Escuchó un sonido gutural, inarticulado, mientras la figura, ya traspuesta del todo la puerta, señalaba a su vientre con la mano derecha. El doctor Rand observó entonces la existencia de una cicatriz sanguinolenta, y el miedo congeló la médula de sus huesos. Incapaz de reaccionar fue testigo del lento avance de la figura, cuyo bisturí expandía un brillo siniestro. Algo cayó entonces sobre su cabeza, ocultándole la visión e impidiéndole todo movimiento. Los últimos resortes del instinto le hicieron gritar de nuevo, con la desesperación atenazándole la garganta.
Sus gritos se transformaron en aullidos cuando sintió la presencia de un cuerpo aplastándose contra el suyo, de una respiración afanosa junto a su cara cubierta por la sábana que no le dejaba moverse, de unas manos que aferraban tenazmente sus muñecas.

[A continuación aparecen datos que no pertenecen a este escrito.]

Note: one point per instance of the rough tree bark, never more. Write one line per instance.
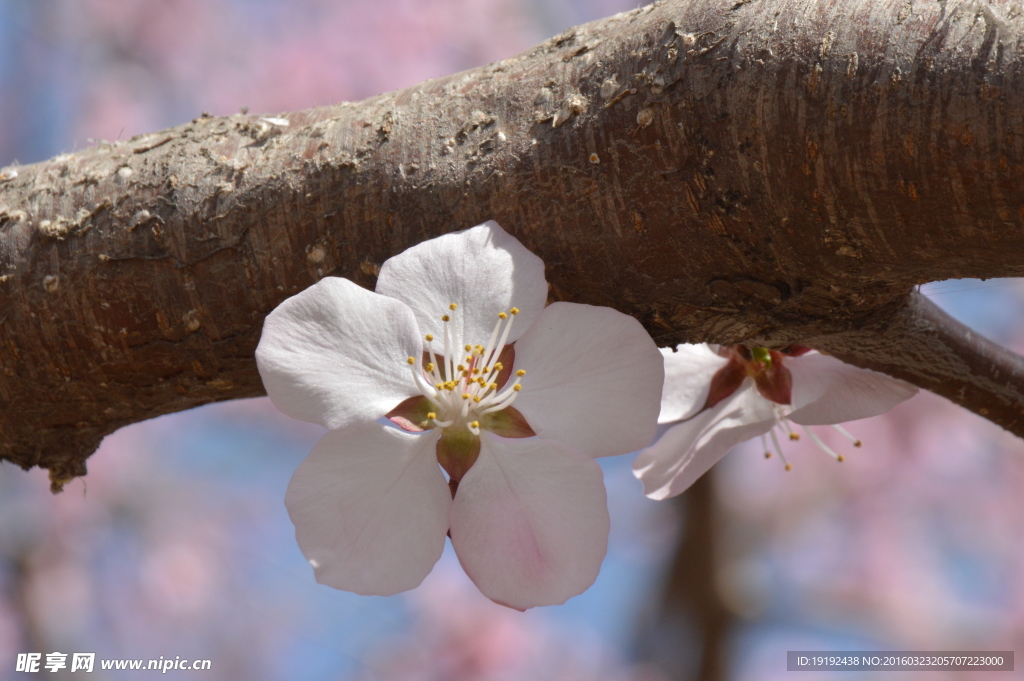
(753, 170)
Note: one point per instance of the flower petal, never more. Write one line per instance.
(336, 354)
(826, 390)
(371, 509)
(687, 450)
(593, 379)
(529, 521)
(687, 378)
(484, 270)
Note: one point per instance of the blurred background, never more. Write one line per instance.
(177, 543)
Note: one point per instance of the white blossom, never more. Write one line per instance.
(719, 397)
(513, 399)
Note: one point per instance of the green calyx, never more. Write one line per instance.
(763, 355)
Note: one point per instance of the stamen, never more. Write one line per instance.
(824, 448)
(845, 433)
(778, 449)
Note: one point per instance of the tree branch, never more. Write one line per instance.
(723, 171)
(924, 345)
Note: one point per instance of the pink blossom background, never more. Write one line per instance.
(177, 543)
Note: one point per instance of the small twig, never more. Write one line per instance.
(925, 346)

Pero sus aullidos no le impidieron escuchar una voz femenina, proferida con tranquila furia:
-¡Cerdo!
Luego sintió la espantosa caricia del bisturí adentrándose en su
vientre. En vano trató de incorporarse para repeler la agresión.
No se lo permitieron la sábana que le había echado encima y las manos que le sujetaban. De nuevo sintió el bisturí adentrándose cruelmente en las entrañas, y otra vez escuchó la vengativa voz:
-¡Cerdo! ¡cerdo! ¡cerdo!
El insulto resonó largamente en su cerebro agonizante hasta las puertas mismas de la muerte. Las atravesó con el cuerpo cubierto de una infame mezcla: la que formaban su sangre y sus defecaciones. Aceptó como parte del castigo el no llegar a conocer la identidad de sus ejecutores. Si su mente no hubiera estado tan alterada por el somnífero, el alcohol y el remordimiento, no le hubiera costado trabajo reconocer a las dos
enfermeras que le habían asistido durante la operación.